Sarajevo, Oct. 4, (dpa/GNA) - Nationalists have suffered losses in the elections in Bosnia-Herzegovina but remain the determining force in the complicated power and administrative structure of the small Balkan country.
The main focus was on the election for Bosnia’s tripartite presidency, which is the country’s top executive and internationally representative body. The inter-ethnic office is shared by one Bosniak, one Serb and one Croat.
Citizens also voted for the federal parliament and the parliaments in the two largely autonomous parts of the country. Bosnia is plagued by friction between groups, with tensions often fanned by ethnic nationalists.
In the battle for the three-member presidency, two of three nationalist candidates were defeated in Sunday’s polls, according to official results after 85% of the votes had been counted.
The most obvious success of non-nationalist reform forces was celebrated by Social Democrat Denis Becirovic. With 57% of the Muslim Bosniak vote, he secured the Bosniak seat in the state presidency.

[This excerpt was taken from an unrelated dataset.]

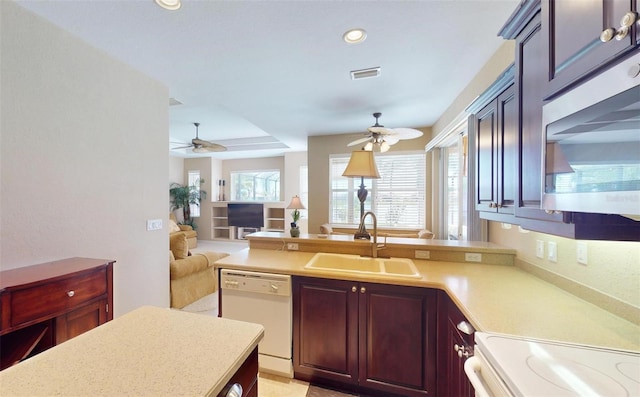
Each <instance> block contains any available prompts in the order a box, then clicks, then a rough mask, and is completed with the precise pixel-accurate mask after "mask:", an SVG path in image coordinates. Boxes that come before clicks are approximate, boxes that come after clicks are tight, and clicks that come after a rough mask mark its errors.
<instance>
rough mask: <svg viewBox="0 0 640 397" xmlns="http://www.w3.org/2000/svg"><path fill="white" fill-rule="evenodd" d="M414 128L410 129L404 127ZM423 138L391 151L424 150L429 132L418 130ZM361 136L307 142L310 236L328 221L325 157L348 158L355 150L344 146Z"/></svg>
mask: <svg viewBox="0 0 640 397" xmlns="http://www.w3.org/2000/svg"><path fill="white" fill-rule="evenodd" d="M404 127H410V128H416V127H412V126H404ZM419 129H420V130H421V131H422V132H424V135H423V136H421V137H420V138H416V139H410V140H403V141H400V142H398V143H397V144H395V145H393V148H392V149H391V150H392V151H401V150H424V146H425V145H426V144H427V142H429V140H430V139H431V128H428V127H426V128H424V127H423V128H419ZM362 137H363V134H362V133H354V134H343V135H320V136H310V137H309V138H308V140H307V153H308V154H307V157H308V161H309V211H308V214H309V223H308V229H309V232H310V233H320V225H322V224H323V223H327V222H328V220H329V157H330V156H331V155H332V154H349V153H351V152H352V151H353V150H356V148H353V147H348V146H347V144H348V143H349V142H351V141H353V140H355V139H358V138H362ZM430 156H431V155H430V154H427V167H428V164H430V163H431V160H430ZM426 175H427V181H426V186H427V193H426V197H427V203H426V205H427V208H429V207H430V205H431V200H430V199H429V197H430V196H431V191H430V190H431V185H432V183H431V178H430V175H431V173H430V172H429V170H427V172H426ZM426 217H427V219H426V225H427V226H426V227H427V229H429V228H430V225H431V214H429V213H427V215H426Z"/></svg>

The leader of the Muslim nationalist SDA party, Bakir Izetbegovic, was clearly defeated after garnering only 38% of the vote. This means that for the first time in 12 years, there will be no SDA politician in the state presidency.
Zeljko Komsic, who has run on a platform of reforms, will keep his seat as the Croat representative after defeating his his nationalist opponent, Borjana Kristo of the HDZ.
However, the ethnic Serb seat is staying in the hands of nationalist Zeljka Cvijanovic of the SNSD. She is a confidante of powerful Serbian separatist leader Milorad Dodik, the incumbent who frequently blasts the West and praises Russian President Vladimir Putin.
In addition to the state presidency, citizens on Sunday also elected the federal parliament, the parliaments in the two largely independent parts of the country, the presidency in the Serb Republic (RS) and the cantonal administrations in the Bosnian-Croat Federation (FBiH).
Dodik had given up the national presidential seat to seek the regional presidency of the Serb Republic.
According to the election commission, he won with 49% of the vote against economist Jelena Trivic with 43%.
Despite gains by reformers at the presidential level, nationalist parties from all three groups looked set to continue to dominate in the federal parliament.
In the FBiH, the SDA became the strongest force with 25% of the votes cast there, followed by the Croatian HDZ with 19% and the Social Democrats with 12%.
In the Serb Republic, Dodik’s SNSD remains the strongest party at 42% of the vote, with more moderate parties falling behind.
The highly complex governance system – described by many as dysfunctional – was imposed in 1995 as part of the US-brokered Dayton peace agreement. It put an end to the Bosnian War – but also left ethnic leaders with the authority to stop reforms and keep power in the hands of the political elite.
More than a quarter-century after the war ended, hatred and mistrust persist.
The infighting among groups and the corrupt patronage politics of the entrenched national parties prevent the country from solving its real problems: economic backwardness, poor administration and weak rule of law.